(USA Features) The inspector general for the Department of Justice released a scathing report Tuesday noting that his office found multiple errors in the FBI’s Foreign Intelligence Surveillance Court filings related to the 2016 “Russiagate” investigation.
Specifically, IG Michael Horowitz noted that there were mistakes in each of the warrant applications FBI officials filed to obtain permission to spy on Trump campaign official Carter Page.
Horowitz’s office found that agents broke FBI policy by failing to adequately maintain a so-called “Woods file,” which is a set of records that substantiate facts asserted in the surveillance applications.
The findings in the Page case led the IG’s office to expand its review of Woods procedures throughout the bureau, which turned up substantial errors in every FISA warrant application audited.
“We believe that a deficiency in the FBI’s efforts to support the factual statements in FISA applications through its Woods Procedures undermines the FBI’s ability to achieve its ‘scrupulously accurate’ standard for FISA applications,” the report stated.
The IG’s office reviewed 29 FISA applications that spanned a five-year period across eight bureau field offices.
The review turned up no Woods Files for four of the applications and for the remaining 25, all had “apparent errors or inadequately supported facts,” the IG noted.
The watchdog also reviewed te internal audits the FBI conducted on 42 FISA applications, finding that “these oversight mechanisms routinely identified deficiencies in documentation supporting FISA applications,” similar to those flagged during the watchdog’s review.
Of the 42 applications reviewed, 39 had a “total of about 390 issues, including unverified, inaccurate, or inadequately supported facts, as well as typographical errors.”

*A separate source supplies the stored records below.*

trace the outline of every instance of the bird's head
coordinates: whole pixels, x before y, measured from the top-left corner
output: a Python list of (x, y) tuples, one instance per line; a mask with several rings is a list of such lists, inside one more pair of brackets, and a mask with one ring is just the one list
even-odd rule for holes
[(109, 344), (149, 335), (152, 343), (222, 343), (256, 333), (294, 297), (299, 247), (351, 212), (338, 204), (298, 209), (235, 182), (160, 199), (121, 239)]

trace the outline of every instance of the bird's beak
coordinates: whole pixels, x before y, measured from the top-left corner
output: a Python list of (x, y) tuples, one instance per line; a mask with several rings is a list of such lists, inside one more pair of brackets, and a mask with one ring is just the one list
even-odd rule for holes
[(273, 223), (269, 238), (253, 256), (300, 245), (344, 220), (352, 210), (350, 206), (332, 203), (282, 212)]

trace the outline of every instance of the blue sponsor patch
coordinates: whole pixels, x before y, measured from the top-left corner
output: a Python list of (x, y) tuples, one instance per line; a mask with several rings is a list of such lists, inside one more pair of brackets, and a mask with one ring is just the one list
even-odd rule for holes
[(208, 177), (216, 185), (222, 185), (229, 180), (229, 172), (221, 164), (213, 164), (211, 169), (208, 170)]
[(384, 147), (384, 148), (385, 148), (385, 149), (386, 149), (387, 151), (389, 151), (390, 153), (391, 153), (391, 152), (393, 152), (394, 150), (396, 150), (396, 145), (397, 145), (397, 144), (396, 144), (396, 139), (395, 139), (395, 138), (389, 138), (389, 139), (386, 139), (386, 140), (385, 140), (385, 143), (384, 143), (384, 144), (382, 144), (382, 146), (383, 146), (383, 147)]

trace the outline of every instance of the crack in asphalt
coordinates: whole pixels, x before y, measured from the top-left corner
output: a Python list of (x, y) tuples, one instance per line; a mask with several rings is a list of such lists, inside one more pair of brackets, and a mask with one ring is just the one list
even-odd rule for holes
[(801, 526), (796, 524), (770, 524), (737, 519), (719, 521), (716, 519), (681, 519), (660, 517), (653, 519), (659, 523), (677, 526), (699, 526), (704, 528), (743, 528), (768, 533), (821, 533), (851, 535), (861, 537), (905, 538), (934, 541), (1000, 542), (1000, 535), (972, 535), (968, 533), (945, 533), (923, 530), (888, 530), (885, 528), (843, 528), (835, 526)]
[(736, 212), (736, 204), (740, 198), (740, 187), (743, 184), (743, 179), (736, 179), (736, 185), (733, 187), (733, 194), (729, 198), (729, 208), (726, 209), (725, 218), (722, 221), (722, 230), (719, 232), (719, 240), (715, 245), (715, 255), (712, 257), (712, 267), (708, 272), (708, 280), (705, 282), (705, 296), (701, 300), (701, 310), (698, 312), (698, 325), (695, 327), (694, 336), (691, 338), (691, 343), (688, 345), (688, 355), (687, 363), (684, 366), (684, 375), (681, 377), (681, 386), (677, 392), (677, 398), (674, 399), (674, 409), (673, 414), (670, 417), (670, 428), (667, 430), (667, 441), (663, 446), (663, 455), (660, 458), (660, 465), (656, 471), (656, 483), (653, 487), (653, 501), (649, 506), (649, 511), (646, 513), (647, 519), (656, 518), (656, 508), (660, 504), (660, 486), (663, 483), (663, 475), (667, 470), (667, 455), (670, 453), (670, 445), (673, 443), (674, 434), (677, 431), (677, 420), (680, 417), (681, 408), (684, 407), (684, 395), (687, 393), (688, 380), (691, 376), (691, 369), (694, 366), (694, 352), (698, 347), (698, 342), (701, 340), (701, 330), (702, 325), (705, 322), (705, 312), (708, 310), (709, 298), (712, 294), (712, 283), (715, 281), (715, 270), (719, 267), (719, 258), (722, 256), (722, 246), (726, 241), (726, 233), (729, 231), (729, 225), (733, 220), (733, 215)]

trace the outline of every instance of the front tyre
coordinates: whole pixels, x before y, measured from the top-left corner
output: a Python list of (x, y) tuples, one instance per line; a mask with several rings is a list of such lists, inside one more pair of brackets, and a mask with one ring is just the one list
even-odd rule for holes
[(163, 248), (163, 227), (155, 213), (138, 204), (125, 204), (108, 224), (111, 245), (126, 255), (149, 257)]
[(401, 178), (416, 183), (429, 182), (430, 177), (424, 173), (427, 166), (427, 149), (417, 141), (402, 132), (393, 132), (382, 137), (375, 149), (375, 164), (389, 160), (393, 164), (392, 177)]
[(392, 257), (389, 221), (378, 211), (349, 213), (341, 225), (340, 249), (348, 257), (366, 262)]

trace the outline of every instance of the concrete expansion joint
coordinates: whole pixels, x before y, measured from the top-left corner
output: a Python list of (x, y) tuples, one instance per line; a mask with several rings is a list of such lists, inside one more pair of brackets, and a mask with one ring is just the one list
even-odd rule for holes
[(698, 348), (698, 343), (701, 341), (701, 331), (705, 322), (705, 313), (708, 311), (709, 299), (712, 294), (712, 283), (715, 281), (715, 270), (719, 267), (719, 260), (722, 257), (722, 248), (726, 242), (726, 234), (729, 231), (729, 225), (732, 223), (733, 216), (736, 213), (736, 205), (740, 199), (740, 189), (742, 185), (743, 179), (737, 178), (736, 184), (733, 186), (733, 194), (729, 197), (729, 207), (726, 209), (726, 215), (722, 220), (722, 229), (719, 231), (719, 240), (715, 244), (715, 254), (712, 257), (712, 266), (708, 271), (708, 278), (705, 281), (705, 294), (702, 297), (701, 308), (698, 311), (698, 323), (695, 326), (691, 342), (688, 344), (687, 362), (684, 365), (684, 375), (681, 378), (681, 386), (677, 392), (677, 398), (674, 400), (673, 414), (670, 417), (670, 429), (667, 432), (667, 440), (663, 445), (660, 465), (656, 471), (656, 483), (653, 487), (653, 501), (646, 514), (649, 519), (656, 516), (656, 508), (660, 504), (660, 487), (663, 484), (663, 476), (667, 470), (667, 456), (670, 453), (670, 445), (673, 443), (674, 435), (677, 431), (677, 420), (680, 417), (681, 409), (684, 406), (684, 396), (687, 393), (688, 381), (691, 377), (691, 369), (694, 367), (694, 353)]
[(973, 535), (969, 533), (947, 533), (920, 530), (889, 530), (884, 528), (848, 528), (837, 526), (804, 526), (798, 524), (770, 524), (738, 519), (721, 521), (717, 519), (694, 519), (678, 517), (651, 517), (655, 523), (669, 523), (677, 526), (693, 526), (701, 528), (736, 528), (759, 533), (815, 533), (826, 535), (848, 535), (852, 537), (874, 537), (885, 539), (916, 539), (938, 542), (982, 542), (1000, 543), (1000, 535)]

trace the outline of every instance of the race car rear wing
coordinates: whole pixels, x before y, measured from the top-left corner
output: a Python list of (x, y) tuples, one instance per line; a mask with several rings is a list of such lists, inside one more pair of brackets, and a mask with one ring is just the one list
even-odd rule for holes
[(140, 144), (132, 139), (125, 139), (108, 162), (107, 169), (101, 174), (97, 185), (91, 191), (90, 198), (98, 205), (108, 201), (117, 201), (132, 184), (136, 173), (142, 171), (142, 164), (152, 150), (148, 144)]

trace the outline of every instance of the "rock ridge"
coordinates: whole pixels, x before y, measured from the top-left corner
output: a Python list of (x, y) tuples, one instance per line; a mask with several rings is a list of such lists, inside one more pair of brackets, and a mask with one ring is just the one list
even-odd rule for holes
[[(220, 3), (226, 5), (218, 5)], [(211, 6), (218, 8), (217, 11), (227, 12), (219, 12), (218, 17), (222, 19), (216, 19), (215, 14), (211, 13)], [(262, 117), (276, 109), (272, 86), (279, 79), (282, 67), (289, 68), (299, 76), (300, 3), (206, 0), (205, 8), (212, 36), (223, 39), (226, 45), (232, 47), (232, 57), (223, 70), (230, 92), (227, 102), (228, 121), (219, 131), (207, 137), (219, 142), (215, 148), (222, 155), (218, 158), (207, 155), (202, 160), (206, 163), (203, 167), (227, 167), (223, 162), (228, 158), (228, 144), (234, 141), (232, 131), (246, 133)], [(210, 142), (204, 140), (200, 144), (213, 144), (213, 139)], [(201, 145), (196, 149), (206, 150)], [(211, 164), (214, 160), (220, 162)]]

In the case of Page, the FISA applications cast him as a Russian agent, though evidence disproving that assertion was known to the bureau at the time but not included in the court filings.
The CIA sent word to the FBI that Page was in fact an intelligence asset and had been cleared, but the bureau did not put that information in the FISA warrant applications.
Special Counsel Robert Mueller’s probe concluded that no evidence exists indicating Moscow and President Trump colluded during the 2016 election.